Um exemplo disso são os efeitos dos furacões Eta e Iota em 2020 que, juntamente com as dificuldades econômicas derivadas da pandemia, fizeram com que 7,7 milhões de pessoas na Guatemala, El Salvador e Nicarágua estivessem em situação de insegurança alimentar em 2021. Centenas de pessoas também morreram ou foram deslocadas à força por secas, ondas de calor e frio, ciclones tropicais e inundações.
Os Andes, o Nordeste do Brasil e os países do norte da América Central são algumas das regiões mais sensíveis à migração climática.
Cooperação, chave para conter o impacto
Entre 2020 e 2022, ocorreram 175 desastres na América Latina e no Caribe, segundo dados do Escritório das Nações Unidas para a Redução do Risco de Desastres (UNDRR). Destes, 88% foram devido a causas meteorológicas, climatológicas ou hidrológicas e causaram 40% das mortes por desastres e 71% das perdas econômicas.
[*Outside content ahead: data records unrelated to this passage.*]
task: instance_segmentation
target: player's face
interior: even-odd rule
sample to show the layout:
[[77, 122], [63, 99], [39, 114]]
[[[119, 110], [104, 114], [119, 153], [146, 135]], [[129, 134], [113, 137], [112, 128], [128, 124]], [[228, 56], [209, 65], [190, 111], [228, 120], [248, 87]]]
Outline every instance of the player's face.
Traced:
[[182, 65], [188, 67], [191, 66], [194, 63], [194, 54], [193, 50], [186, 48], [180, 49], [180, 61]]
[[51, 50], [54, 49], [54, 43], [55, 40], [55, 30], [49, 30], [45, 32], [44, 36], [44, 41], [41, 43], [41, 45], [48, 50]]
Segundo o documento publicado nesta sexta, geleiras, recifes de corais e a floresta amazônica, considerados sistemas vitais na região e no Caribe, estão em situação quase “crítica” e “irreversível” devido às mudanças climáticas. A OMM prevê uma deterioração na área de ecossistemas e populações naturais, o que dificultará as colheitas e o abastecimento de alimentos e água.
A organização insiste na necessidade de uma ação coordenada “baseada na ciência”: “Serviços climáticos, sistemas de alerta precoce de ponta a ponta e investimentos sustentáveis são necessários, mas ainda não foram implantados adequadamente na região da América Latina e do Caribe”, conclui o relatório.